Metadata damage and repair
If a file system has inconsistent or missing metadata, it is considered damaged. You may find out about damage from a health message, or in some unfortunate cases from an assertion in a running MDS daemon.
Metadata damage can result either from data loss in the underlying RADOS layer (e.g. multiple disk failures that lose all copies of a PG), or from software bugs.
CephFS includes some tools that may be able to recover a damaged file system, but to use them safely requires a solid understanding of CephFS internals. The documentation for these potentially dangerous operations is on a separate page: Advanced: Metadata repair tools.
Data pool damage (files affected by lost data PGs)
If a PG is lost in a data pool, then the file system will continue to operate normally, but some parts of some files will simply be missing (reads will return zeros).
Losing a data PG may affect many files. Files are split into many objects, so identifying which files are affected by loss of particular PGs requires a full scan over all object IDs that may exist within the size of a file. This type of scan may be useful for identifying which files require restoring from a backup.
This command does not repair any metadata, so when restoring files in this case you must remove the damaged file, and replace it in order to have a fresh inode. Do not overwrite damaged files in place.
If you know that objects have been lost from PGs, use the
subcommand to scan for files that may have been damaged as a result:
cephfs-data-scan pg_files <path> <pg id> [<pg id>...]

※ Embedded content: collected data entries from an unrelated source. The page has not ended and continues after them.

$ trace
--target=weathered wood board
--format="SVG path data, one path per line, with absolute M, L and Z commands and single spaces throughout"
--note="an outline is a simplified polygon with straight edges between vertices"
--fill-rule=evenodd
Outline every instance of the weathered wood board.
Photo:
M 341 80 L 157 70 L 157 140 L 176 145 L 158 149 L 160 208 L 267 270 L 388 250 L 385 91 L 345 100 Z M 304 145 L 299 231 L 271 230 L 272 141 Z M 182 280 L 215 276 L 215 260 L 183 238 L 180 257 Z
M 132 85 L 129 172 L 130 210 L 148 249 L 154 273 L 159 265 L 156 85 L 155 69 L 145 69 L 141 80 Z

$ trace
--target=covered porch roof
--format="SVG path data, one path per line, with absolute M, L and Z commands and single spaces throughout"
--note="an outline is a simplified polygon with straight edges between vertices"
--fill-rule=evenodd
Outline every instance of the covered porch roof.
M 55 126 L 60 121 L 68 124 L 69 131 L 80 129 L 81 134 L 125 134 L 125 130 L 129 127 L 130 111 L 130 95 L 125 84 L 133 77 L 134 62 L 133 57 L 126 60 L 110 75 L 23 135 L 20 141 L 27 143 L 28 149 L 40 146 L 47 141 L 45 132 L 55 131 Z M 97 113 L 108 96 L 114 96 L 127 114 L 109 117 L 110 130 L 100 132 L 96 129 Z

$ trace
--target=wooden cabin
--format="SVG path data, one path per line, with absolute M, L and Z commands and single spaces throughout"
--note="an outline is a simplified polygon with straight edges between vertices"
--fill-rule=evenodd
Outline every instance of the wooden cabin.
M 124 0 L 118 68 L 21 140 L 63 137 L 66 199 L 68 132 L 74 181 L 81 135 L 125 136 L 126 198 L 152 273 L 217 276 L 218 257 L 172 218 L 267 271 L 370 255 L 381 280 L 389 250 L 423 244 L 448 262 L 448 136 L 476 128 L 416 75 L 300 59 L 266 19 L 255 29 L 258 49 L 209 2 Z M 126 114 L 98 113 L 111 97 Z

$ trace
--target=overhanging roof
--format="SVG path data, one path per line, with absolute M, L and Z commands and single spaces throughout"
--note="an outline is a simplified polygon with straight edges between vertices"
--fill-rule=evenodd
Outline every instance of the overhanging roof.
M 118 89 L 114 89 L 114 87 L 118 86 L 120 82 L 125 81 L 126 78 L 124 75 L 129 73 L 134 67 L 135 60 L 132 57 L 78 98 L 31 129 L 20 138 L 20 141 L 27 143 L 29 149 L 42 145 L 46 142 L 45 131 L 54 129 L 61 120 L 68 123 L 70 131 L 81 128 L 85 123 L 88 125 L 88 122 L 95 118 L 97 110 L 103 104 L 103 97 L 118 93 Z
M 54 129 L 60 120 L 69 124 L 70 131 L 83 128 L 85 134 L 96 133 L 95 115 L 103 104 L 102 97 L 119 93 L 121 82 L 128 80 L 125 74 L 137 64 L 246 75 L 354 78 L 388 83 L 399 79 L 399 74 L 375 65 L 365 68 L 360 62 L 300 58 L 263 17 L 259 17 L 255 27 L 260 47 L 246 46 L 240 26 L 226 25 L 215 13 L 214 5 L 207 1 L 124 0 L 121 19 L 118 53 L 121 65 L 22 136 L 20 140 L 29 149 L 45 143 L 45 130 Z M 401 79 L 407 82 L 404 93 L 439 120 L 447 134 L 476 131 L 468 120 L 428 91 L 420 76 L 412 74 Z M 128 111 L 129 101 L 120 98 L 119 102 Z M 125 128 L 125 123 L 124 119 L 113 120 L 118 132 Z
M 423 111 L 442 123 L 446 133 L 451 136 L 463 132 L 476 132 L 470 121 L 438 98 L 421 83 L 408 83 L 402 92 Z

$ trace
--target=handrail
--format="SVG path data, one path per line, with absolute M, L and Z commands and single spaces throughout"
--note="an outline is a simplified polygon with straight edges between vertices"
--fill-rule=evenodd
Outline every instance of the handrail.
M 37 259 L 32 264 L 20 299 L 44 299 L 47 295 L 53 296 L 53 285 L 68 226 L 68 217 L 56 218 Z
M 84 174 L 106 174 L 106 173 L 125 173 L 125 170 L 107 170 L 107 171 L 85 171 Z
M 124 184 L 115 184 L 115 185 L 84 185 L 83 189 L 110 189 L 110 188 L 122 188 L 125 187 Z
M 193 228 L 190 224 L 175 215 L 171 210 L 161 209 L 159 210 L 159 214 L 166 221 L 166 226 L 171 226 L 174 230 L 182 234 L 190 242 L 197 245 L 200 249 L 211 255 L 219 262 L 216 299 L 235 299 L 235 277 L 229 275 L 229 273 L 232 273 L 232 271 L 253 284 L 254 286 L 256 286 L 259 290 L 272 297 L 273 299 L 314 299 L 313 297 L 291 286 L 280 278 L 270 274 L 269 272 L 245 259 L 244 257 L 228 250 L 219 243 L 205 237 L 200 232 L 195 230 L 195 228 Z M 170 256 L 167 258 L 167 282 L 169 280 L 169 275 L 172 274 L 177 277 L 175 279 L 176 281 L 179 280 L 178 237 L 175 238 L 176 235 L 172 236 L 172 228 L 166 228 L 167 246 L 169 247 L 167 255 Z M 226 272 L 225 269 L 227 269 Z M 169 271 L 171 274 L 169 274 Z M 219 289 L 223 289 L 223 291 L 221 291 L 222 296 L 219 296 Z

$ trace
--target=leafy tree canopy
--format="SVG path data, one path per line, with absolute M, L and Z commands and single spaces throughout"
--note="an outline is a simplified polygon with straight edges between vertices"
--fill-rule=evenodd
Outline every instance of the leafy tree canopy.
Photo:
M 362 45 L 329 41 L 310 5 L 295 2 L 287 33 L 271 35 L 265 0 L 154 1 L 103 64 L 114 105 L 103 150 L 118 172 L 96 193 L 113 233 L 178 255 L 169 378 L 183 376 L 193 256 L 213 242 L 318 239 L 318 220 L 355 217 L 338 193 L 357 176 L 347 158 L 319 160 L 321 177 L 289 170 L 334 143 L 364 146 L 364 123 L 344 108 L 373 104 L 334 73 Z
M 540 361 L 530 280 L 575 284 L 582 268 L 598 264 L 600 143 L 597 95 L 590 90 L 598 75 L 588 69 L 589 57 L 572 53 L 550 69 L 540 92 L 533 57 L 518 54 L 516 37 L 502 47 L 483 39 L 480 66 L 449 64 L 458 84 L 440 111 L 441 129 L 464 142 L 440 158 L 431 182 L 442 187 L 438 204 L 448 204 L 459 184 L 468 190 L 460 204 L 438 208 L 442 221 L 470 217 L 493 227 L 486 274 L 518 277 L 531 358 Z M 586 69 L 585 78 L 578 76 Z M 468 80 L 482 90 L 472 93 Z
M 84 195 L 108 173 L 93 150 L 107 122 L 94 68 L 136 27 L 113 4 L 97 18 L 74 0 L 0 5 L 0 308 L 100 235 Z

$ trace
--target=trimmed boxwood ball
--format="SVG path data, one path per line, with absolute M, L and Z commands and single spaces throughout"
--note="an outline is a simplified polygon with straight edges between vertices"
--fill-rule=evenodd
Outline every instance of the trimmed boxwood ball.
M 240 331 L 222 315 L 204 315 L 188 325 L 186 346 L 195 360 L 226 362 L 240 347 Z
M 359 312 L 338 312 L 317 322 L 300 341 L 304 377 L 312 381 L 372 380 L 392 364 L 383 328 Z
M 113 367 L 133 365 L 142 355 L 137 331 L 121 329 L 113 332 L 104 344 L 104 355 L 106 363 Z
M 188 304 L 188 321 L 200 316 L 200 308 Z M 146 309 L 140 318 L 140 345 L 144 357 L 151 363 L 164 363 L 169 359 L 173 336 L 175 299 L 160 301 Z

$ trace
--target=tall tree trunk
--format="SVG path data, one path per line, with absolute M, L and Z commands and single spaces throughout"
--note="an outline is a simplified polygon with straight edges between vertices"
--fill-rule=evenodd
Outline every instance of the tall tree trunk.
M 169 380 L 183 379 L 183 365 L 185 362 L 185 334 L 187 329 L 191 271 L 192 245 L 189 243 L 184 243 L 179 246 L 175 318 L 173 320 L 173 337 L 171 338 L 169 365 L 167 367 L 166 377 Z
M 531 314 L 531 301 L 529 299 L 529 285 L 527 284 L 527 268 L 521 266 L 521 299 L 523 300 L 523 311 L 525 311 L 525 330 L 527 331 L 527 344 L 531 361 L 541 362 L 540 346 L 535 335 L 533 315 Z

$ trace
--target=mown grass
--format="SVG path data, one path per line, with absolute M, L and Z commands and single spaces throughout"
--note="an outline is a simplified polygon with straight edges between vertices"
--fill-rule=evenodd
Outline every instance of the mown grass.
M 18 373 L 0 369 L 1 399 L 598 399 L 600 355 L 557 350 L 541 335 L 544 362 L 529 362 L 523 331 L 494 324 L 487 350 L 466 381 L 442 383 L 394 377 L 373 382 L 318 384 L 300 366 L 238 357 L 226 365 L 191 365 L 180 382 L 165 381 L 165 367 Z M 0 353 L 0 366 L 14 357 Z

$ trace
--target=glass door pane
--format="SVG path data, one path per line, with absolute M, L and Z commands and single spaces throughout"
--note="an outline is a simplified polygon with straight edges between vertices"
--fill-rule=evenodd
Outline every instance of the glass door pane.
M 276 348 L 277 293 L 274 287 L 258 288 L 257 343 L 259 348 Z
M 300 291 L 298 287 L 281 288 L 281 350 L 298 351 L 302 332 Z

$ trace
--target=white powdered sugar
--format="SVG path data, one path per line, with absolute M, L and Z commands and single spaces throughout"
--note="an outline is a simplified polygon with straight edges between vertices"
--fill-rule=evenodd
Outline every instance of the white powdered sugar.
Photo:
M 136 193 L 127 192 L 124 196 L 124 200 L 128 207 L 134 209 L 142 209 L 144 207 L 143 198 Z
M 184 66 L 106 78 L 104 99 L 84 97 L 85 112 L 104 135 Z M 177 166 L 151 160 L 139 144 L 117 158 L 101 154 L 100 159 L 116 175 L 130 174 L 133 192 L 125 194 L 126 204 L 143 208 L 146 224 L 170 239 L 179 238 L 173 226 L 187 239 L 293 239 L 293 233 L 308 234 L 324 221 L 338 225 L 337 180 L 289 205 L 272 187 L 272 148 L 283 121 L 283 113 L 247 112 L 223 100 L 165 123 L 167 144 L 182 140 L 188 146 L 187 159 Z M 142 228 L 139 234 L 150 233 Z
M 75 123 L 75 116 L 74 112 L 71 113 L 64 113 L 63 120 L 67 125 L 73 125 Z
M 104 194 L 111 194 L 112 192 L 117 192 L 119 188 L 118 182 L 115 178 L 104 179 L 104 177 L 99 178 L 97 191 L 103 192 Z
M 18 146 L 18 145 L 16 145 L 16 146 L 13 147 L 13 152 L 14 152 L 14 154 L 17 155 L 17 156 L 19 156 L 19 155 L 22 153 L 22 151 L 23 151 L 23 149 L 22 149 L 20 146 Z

For example, if you have lost data from PGs 1.4 and 4.5, and you would like to know which files under /home/bob might have been damaged:
cephfs-data-scan pg_files /home/bob 1.4 4.5
The output will be a list of paths to potentially damaged files, one per line.
Note that this command acts as a normal CephFS client to find all the files in the file system and read their layouts, so the MDS must be up and running.